Byron Metos is a Greek collector based in Thessaloniki, whose interest focuses on war photography and more specifically on the photography of the two World Wars in Greece. Part of his collection is titled Balkan und Griechenland (Balkans and Greece) and comprises photographs taken mostly by German soldiers and officers, though also including those by itinerant photographers, during the years of the Nazi Occupation in the Balkans, which have originated from photo albums of German soldiers.

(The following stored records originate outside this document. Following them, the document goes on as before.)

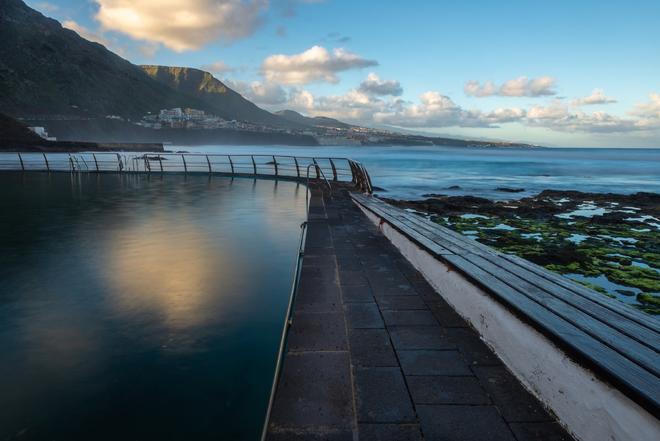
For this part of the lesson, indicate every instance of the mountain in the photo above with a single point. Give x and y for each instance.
(317, 121)
(46, 69)
(220, 99)
(15, 135)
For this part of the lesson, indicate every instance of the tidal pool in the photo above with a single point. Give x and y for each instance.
(142, 308)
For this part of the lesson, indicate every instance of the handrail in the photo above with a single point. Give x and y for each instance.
(285, 329)
(286, 167)
(289, 311)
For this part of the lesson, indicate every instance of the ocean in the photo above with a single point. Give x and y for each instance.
(411, 172)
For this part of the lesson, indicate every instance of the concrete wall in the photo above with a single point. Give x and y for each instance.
(589, 408)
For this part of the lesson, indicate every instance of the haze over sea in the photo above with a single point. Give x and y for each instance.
(411, 172)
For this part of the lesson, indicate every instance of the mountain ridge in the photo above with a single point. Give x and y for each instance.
(222, 100)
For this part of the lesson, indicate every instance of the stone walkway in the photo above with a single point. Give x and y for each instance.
(374, 353)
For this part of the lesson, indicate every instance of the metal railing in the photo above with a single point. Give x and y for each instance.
(261, 166)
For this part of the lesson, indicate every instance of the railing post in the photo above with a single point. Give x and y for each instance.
(334, 170)
(120, 164)
(316, 166)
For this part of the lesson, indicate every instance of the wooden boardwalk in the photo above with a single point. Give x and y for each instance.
(374, 353)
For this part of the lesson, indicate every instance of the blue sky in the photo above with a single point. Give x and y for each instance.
(561, 73)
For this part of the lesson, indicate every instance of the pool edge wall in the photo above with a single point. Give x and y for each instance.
(589, 408)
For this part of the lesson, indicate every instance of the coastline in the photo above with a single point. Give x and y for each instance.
(605, 241)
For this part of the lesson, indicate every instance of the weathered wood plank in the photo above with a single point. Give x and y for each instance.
(622, 344)
(618, 369)
(633, 329)
(636, 325)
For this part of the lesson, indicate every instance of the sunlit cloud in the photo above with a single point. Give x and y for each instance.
(597, 97)
(517, 87)
(86, 33)
(182, 26)
(373, 85)
(218, 68)
(316, 64)
(267, 94)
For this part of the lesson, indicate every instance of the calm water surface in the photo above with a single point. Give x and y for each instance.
(135, 308)
(410, 172)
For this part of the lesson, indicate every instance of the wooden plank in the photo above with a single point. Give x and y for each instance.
(632, 341)
(632, 349)
(636, 380)
(632, 328)
(593, 339)
(638, 316)
(587, 299)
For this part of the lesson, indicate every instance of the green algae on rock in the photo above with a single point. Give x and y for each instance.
(607, 242)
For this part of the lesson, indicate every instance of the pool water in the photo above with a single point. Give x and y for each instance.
(142, 308)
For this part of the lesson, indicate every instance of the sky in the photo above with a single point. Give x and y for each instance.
(562, 73)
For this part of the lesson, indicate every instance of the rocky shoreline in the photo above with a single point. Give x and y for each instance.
(608, 242)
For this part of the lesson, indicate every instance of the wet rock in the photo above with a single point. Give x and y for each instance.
(510, 190)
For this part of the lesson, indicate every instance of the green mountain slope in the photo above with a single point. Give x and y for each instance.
(46, 69)
(223, 101)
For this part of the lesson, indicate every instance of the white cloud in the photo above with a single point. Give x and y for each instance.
(648, 113)
(313, 65)
(557, 116)
(46, 7)
(86, 33)
(597, 97)
(521, 86)
(218, 68)
(182, 26)
(267, 94)
(373, 85)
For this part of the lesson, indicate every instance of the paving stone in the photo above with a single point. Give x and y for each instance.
(472, 347)
(319, 273)
(382, 396)
(424, 362)
(539, 432)
(445, 314)
(317, 331)
(409, 318)
(419, 337)
(464, 423)
(319, 251)
(322, 261)
(401, 303)
(389, 432)
(394, 290)
(515, 403)
(363, 315)
(357, 294)
(315, 295)
(446, 390)
(352, 278)
(426, 291)
(349, 264)
(314, 392)
(371, 347)
(320, 434)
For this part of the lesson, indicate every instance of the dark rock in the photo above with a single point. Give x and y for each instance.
(510, 190)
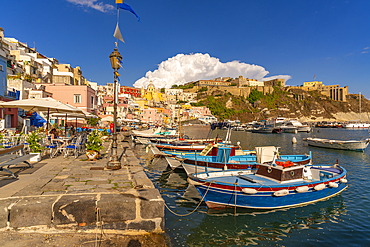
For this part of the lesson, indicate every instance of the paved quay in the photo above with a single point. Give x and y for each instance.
(61, 198)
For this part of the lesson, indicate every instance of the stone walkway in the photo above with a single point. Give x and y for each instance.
(79, 196)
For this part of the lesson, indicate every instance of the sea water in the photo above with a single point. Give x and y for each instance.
(342, 220)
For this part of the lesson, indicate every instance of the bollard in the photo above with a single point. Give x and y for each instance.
(294, 140)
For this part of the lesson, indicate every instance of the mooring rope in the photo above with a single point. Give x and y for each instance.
(183, 215)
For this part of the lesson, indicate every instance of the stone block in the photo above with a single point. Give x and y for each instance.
(115, 225)
(117, 207)
(142, 225)
(151, 204)
(4, 213)
(78, 209)
(32, 211)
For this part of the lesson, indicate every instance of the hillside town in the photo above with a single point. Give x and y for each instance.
(26, 73)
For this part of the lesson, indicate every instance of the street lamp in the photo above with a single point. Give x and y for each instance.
(114, 163)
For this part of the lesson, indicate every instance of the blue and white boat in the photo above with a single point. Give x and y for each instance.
(226, 159)
(272, 186)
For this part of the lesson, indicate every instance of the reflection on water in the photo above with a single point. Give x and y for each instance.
(340, 220)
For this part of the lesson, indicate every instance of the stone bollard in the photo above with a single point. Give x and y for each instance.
(294, 140)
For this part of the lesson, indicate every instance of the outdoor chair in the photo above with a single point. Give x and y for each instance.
(73, 147)
(52, 146)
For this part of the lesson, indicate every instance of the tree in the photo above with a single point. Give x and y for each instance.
(93, 121)
(254, 96)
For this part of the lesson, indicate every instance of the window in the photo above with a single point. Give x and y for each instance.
(77, 98)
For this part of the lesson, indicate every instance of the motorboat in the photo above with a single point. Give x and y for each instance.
(355, 145)
(274, 185)
(226, 159)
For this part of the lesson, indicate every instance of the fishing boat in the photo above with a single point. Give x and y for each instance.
(226, 159)
(291, 125)
(274, 185)
(353, 145)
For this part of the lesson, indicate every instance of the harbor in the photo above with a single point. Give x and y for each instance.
(333, 221)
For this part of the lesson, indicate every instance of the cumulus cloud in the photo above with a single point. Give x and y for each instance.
(183, 68)
(93, 4)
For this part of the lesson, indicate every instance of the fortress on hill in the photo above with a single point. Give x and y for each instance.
(243, 86)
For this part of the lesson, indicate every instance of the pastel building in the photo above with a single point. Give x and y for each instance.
(80, 96)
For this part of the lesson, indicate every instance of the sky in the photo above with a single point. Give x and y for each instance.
(178, 41)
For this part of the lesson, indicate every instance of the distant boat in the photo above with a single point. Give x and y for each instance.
(353, 145)
(357, 124)
(292, 125)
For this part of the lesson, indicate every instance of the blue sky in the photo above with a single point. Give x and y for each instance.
(296, 39)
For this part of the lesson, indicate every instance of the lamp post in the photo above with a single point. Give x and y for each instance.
(114, 163)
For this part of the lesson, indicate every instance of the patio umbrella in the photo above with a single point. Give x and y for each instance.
(48, 105)
(83, 115)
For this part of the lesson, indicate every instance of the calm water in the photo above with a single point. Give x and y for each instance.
(341, 220)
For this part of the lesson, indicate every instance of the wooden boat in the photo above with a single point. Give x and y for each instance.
(338, 144)
(358, 124)
(226, 159)
(292, 124)
(272, 186)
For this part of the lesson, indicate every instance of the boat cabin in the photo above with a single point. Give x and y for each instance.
(285, 172)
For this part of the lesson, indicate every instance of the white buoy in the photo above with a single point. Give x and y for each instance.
(294, 140)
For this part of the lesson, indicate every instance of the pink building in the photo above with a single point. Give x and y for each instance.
(80, 96)
(151, 115)
(202, 110)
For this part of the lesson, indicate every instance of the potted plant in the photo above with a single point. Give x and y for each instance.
(33, 141)
(94, 145)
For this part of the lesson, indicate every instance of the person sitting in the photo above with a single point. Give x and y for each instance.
(54, 134)
(72, 131)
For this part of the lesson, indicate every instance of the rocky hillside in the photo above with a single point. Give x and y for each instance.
(299, 104)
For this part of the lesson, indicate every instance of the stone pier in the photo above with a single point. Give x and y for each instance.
(79, 197)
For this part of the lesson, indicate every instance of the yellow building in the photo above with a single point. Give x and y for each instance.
(152, 94)
(315, 85)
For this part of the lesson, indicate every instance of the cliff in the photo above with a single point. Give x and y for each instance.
(296, 103)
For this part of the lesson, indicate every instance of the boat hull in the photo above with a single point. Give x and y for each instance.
(192, 166)
(221, 198)
(233, 189)
(336, 144)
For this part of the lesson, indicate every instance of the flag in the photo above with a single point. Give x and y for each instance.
(128, 7)
(117, 34)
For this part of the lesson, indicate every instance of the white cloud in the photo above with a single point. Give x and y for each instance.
(93, 4)
(186, 68)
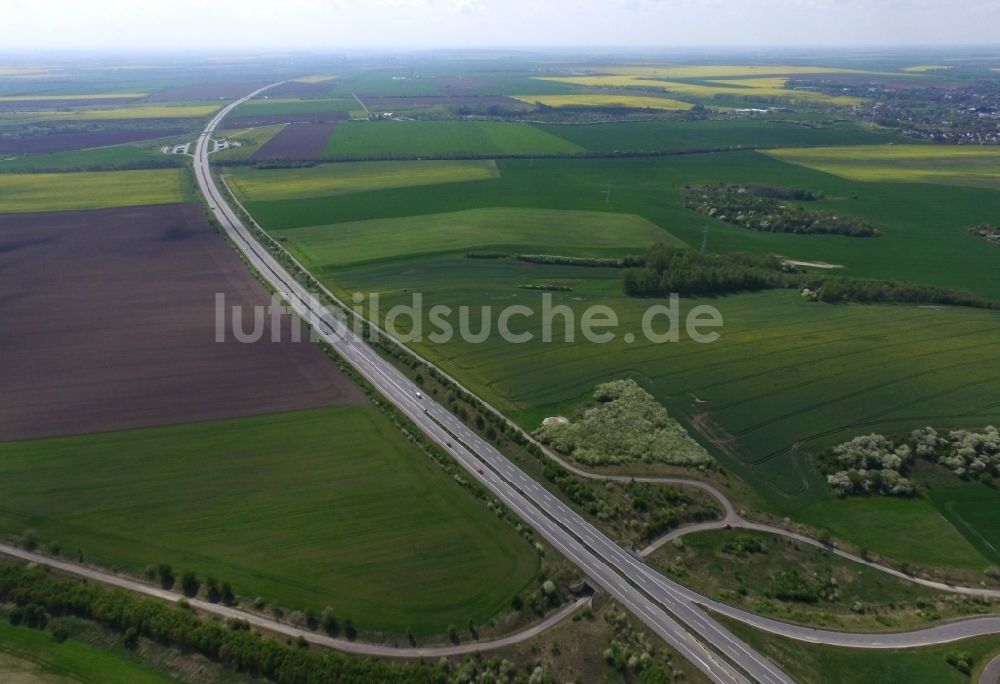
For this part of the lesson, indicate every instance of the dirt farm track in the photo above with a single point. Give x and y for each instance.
(107, 321)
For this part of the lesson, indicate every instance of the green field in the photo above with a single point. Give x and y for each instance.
(972, 507)
(91, 190)
(814, 664)
(535, 231)
(788, 378)
(141, 111)
(115, 155)
(924, 236)
(389, 139)
(945, 164)
(255, 185)
(328, 507)
(605, 100)
(29, 656)
(907, 530)
(713, 134)
(266, 107)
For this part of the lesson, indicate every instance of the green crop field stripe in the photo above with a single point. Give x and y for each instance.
(325, 507)
(256, 185)
(39, 658)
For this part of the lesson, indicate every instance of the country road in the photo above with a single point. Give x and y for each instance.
(991, 675)
(345, 645)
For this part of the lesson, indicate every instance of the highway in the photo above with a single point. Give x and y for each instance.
(719, 654)
(671, 610)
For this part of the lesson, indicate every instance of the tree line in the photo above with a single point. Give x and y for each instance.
(668, 270)
(758, 207)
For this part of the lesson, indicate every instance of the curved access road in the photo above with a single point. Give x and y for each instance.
(345, 645)
(747, 525)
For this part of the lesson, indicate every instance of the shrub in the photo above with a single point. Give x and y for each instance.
(628, 424)
(190, 584)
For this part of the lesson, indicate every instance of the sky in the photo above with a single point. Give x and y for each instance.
(340, 24)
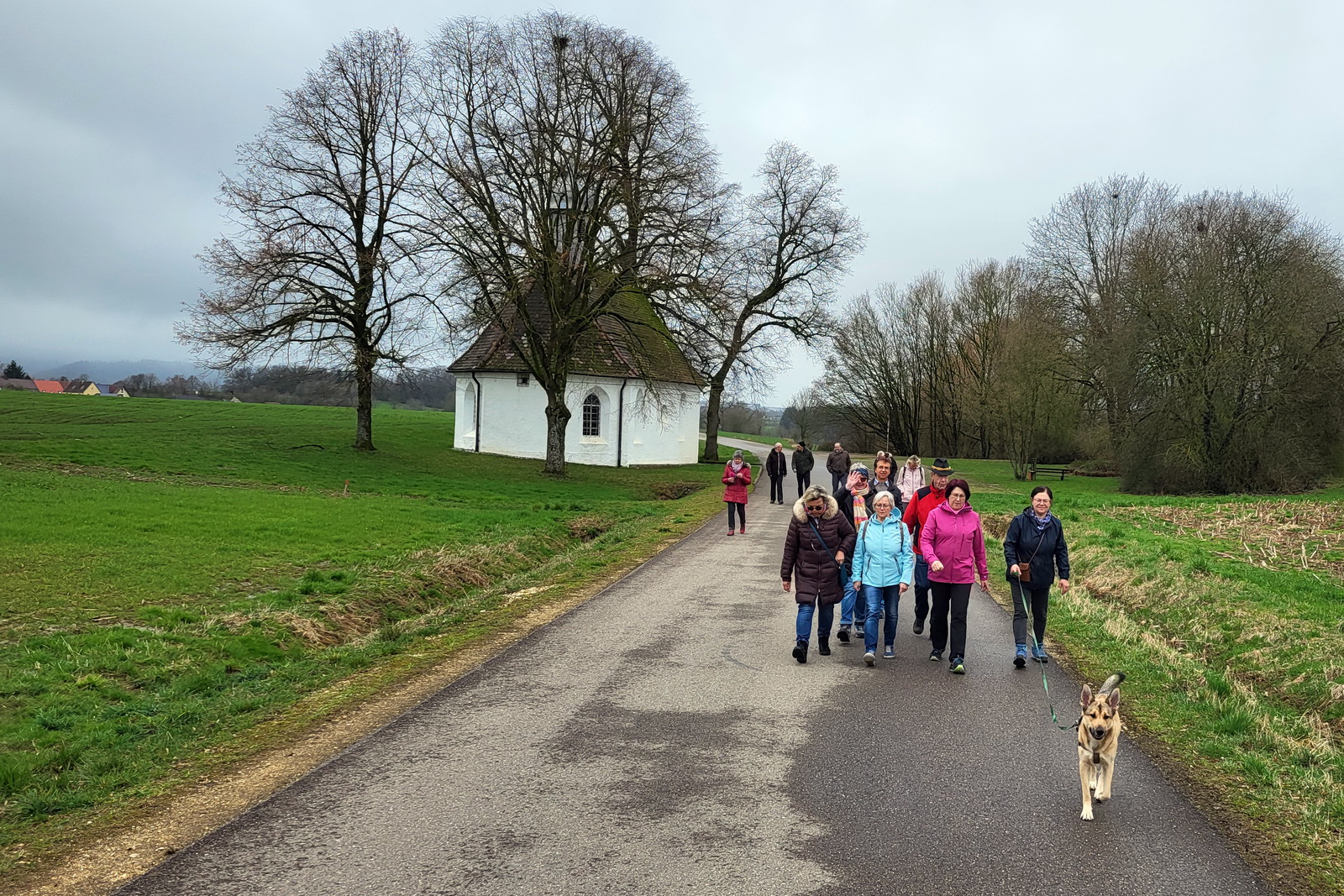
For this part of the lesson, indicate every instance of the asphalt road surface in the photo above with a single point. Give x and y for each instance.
(660, 739)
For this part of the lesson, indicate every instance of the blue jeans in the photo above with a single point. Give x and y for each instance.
(851, 605)
(884, 602)
(806, 611)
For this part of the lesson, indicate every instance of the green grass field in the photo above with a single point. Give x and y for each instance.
(175, 573)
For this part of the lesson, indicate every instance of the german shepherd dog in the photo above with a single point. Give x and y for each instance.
(1099, 736)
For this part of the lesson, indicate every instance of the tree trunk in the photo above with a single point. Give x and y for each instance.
(711, 423)
(363, 401)
(557, 422)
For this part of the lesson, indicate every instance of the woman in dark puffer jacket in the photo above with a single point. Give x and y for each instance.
(1034, 546)
(817, 543)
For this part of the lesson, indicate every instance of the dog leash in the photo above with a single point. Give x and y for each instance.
(1048, 699)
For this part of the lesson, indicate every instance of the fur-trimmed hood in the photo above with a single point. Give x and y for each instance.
(801, 516)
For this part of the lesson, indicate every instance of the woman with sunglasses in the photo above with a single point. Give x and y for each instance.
(815, 550)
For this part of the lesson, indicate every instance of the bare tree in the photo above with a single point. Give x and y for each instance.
(327, 265)
(772, 277)
(1082, 249)
(568, 170)
(1240, 316)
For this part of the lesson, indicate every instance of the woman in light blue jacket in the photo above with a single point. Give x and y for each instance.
(884, 567)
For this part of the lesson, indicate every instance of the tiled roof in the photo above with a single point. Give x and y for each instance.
(629, 340)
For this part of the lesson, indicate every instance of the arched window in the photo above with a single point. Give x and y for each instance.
(591, 416)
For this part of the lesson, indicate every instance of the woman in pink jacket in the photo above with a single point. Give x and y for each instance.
(954, 548)
(737, 477)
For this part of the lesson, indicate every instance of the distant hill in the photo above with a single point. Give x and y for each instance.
(113, 371)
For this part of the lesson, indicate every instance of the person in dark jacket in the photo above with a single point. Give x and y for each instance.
(816, 547)
(839, 465)
(803, 464)
(776, 465)
(737, 477)
(1034, 550)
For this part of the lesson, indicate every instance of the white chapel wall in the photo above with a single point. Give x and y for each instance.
(512, 421)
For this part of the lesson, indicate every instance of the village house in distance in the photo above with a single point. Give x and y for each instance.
(633, 396)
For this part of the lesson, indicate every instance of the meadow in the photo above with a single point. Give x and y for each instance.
(1227, 616)
(175, 573)
(172, 574)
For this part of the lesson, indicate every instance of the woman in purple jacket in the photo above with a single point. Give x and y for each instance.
(954, 548)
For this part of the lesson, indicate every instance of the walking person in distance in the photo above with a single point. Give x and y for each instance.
(909, 479)
(884, 569)
(803, 463)
(839, 465)
(737, 477)
(815, 550)
(954, 547)
(776, 465)
(1034, 551)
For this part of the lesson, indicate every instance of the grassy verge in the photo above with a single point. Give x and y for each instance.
(1227, 617)
(185, 582)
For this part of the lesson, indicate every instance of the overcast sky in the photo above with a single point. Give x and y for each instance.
(953, 125)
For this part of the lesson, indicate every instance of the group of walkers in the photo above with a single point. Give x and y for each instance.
(878, 533)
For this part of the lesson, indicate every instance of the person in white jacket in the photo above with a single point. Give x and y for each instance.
(884, 567)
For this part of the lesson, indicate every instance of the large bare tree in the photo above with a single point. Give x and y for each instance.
(326, 264)
(1082, 249)
(769, 277)
(568, 167)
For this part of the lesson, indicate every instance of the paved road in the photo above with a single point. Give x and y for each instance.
(662, 741)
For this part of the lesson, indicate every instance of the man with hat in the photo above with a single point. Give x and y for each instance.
(917, 512)
(855, 500)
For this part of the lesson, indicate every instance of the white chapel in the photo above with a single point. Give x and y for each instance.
(635, 399)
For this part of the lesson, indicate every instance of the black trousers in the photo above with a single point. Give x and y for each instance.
(1039, 600)
(804, 481)
(958, 600)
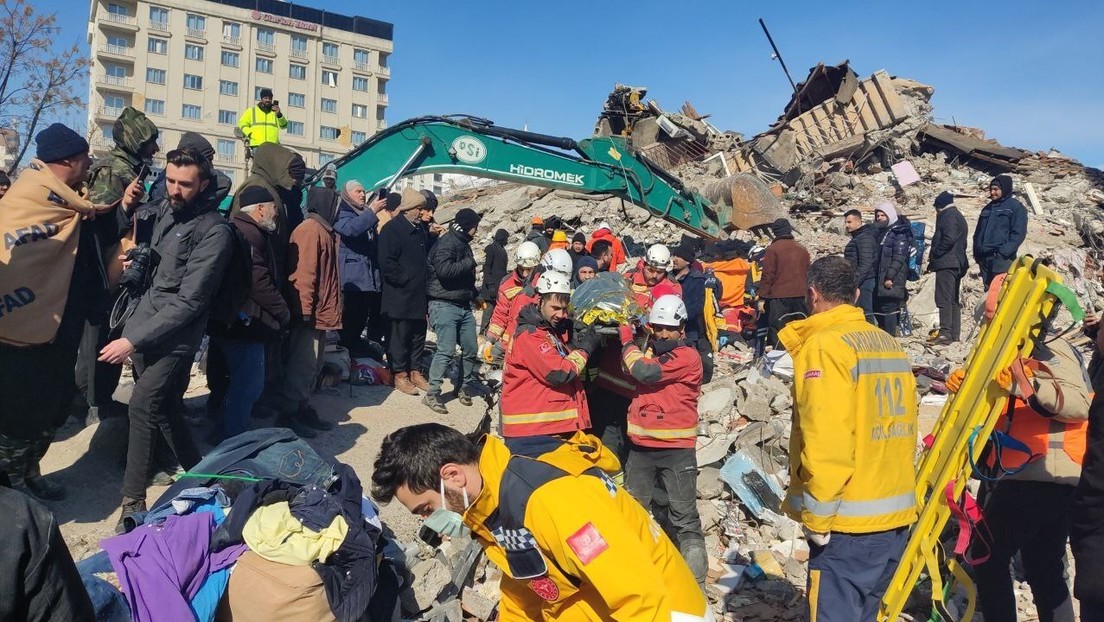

During the postwar era, these were acquired by an officer who had served in Greece as a member of the Health Service of the German army. A pensioner in a small town in what was then West Germany, many years after the War, he decided to trace his own route through the war by adding the photographs of his fellow soldiers to his own photographic souvenirs – a process he pursued until the end of his life, spending much time in tracing his former fellow soldiers or their relatives. After his death, the collection passed to his daughter, who, a year later, sold the section relating to Greece, namely almost three thousand (3,000) photographs, to Byron Metos, expressing, however, her wish to retain her family’s anonymity.

The following paper focuses on the part of the Metos Collection that refers to Thessaloniki. Roughly numbering more than 800 prints, this particular part of the collection formed the subject of an exhibition organized in February 2016 at the Museum of Byzantine Culture.